Tell me if you've heard this one before, because I know that I have. Like a team stuck on permanent rerun, the Nick At Night inspired Chargers have started yet another season with a 2-3 record by playing uninspired, mistake filled football. And for yet another season, there is no reason why the Chargers can't pull it together and win the division in the end. Could this be the year that the Chargers fail to recover from their sub-500 record?
Unfortunately that feeling of deja vu is not a figment of your imagination. The Chargers really have continued their early season mediocrity against the easiest schedule I've seen since the Harlem Globetrotters planned another road trip with the Washington Generals. Sure, anything can happen on the football field, but it's hard to label the Chargers inept play on the road as the result of domination by their opponents.
Strangely enough, for the fourth year in a row I feel like I'm writing the exact same column. In fact, looking back to last year's column following a similarly dreadful 2-3 start, most of what I wrote about the beginning of the 2009 season seems to apply to this 2010 season as well. Here are a few nuggets that I wrote around the same time last year (you can read the entire column from last year here- 4th And Goal With Jeff Williams):
"The most popular reason for the Chargers' downfall starts with Norv and ends with Turner."

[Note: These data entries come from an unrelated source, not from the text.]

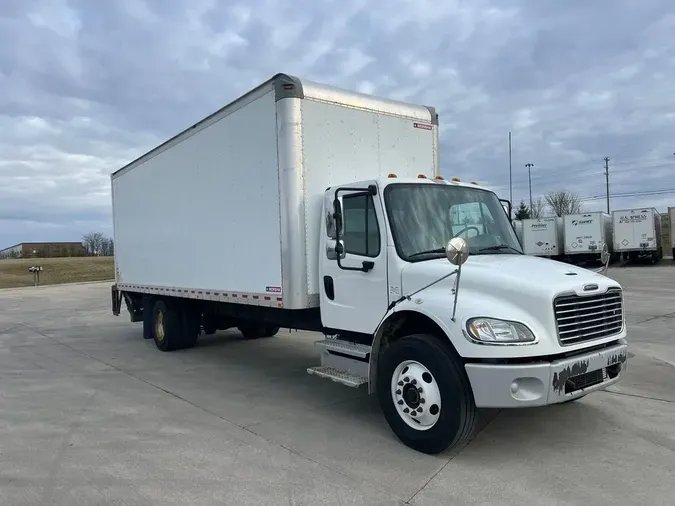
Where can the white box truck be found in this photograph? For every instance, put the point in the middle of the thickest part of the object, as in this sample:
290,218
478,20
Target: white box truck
543,236
637,233
304,206
585,235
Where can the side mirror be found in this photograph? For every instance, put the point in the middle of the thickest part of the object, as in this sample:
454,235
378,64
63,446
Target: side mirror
337,215
604,254
335,249
457,251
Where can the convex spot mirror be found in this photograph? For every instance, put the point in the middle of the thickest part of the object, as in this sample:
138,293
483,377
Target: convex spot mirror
457,251
604,254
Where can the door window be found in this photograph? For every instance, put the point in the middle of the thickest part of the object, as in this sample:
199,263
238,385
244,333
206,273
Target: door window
361,233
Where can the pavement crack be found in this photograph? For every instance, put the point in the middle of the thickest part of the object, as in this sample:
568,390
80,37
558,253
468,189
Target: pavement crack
205,410
656,317
613,392
48,489
452,457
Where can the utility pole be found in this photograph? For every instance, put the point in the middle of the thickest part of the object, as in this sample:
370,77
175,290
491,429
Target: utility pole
529,178
511,173
607,180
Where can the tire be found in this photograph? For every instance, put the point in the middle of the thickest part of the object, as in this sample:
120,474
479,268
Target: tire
422,358
167,326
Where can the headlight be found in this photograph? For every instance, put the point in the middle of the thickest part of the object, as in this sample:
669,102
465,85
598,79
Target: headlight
490,330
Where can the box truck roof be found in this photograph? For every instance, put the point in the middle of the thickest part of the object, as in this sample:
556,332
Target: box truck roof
287,86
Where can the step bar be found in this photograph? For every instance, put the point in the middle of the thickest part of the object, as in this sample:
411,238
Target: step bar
343,362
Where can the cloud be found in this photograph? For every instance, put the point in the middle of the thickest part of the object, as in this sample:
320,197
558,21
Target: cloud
88,86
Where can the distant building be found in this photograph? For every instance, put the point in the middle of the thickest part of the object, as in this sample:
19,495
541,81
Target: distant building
44,250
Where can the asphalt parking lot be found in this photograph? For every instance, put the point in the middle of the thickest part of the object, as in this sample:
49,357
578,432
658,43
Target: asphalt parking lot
90,413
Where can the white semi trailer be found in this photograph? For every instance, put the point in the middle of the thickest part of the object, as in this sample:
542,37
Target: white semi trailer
586,234
543,236
304,206
637,233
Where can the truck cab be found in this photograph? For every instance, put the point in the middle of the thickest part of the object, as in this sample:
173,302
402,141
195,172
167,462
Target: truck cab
437,339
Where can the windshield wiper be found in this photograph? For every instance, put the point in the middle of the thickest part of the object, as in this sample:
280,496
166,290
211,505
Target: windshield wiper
427,252
500,247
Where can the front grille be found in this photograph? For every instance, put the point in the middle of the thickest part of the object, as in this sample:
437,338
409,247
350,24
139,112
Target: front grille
582,318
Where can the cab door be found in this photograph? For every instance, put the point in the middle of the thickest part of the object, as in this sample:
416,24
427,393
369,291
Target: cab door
353,286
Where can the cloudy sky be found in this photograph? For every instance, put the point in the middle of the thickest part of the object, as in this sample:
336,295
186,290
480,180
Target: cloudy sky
86,86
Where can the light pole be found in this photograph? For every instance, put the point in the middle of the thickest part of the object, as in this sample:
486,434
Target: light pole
529,178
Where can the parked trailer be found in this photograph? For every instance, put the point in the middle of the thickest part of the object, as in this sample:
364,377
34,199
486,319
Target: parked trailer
304,206
585,234
543,236
518,227
637,233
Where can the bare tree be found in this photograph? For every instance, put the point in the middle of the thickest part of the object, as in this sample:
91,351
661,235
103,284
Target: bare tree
107,247
93,242
564,202
538,208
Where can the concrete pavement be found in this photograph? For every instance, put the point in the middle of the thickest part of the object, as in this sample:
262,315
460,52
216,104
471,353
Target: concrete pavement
90,413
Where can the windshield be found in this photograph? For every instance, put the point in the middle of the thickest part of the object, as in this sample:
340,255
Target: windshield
424,217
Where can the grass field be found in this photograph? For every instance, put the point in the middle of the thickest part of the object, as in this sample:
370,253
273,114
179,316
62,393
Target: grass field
14,273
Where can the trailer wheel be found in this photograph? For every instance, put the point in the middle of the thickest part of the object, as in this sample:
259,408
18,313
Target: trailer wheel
167,326
425,394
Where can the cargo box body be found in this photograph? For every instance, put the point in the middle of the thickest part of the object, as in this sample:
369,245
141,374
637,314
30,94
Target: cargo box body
636,230
543,236
585,233
229,209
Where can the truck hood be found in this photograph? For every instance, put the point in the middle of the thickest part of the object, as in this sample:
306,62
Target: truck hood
507,274
510,287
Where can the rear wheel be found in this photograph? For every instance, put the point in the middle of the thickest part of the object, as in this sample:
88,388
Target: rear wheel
425,394
173,327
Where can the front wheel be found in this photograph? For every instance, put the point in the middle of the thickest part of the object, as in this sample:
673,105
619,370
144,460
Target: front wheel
425,394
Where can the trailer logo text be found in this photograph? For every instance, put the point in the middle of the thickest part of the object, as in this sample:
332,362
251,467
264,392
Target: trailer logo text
635,218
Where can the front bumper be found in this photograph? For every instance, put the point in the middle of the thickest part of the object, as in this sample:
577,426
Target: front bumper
543,383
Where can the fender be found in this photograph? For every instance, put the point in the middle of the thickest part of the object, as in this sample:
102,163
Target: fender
395,319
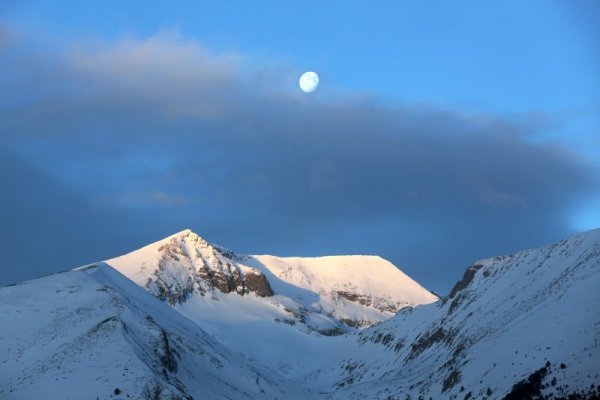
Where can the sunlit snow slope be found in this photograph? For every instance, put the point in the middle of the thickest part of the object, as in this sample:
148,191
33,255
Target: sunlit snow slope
531,319
92,333
275,310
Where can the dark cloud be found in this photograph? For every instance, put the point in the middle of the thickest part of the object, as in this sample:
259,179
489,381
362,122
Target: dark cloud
176,136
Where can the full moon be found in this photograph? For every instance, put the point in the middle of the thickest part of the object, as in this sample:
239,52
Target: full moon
309,81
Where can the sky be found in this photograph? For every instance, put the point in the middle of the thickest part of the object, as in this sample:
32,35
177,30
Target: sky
441,132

The annual fire Norv chants always seem strongest this time of year, at least until the annual playoff implosion. Here is another strangely applicable quote from last year:
"The players share a lot of the blame for their poor play and lack of consistency, but the one thing you can't blame them for is injuries."
Injury issues are not quite as serious as they were last year (when the Chargers lost Jamal Williams and Nick Hardwick) but the Chargers have still lost key players for parts of this season (Stephen Cooper, Louis Vasquez, Ryan Mathews to name a few). Injuries effect the Chargers roster depth and roster depth effects the Chargers performance, or lack thereof, on special teams.
Lastly, my favorite quote from my 2009 post-Week 5 column:
"Norv and his players share their part in the problems with this team, but it all starts with AJ (Smith). Instead of addressing needs through free agency and the draft he ignores most free agents and consistently reaches for guys in the draft who aren't contributing. Regardless of the outcome of this season, he has to have a HUGE off-season or we will stand the chance of falling behind the Broncos AND the Chiefs in the coming years."
Ouch...perhaps I should have included Oakland in that last statement. The AFC West is still not a dominant division, but you can't deny that the Bolts' division opponents have improved. The Chargers continue to lack major contributions from recent high draft picks, and eventually the talent of the competition will pass them by.
As good as the offense and defense have been at times against average opponents, the Chargers lack of depth hurts the team and this is most visible on special teams. But depth aside, overall you have to wonder what the team is doing between games to get better. Are the Chargers coaches demanding enough from their players in practice? Are the Chargers players believing that they can ride their reputation into another post-season appearance? If previous seasons are any indication, any answer will likely lead to another division championship and an embarrassing loss in the playoffs.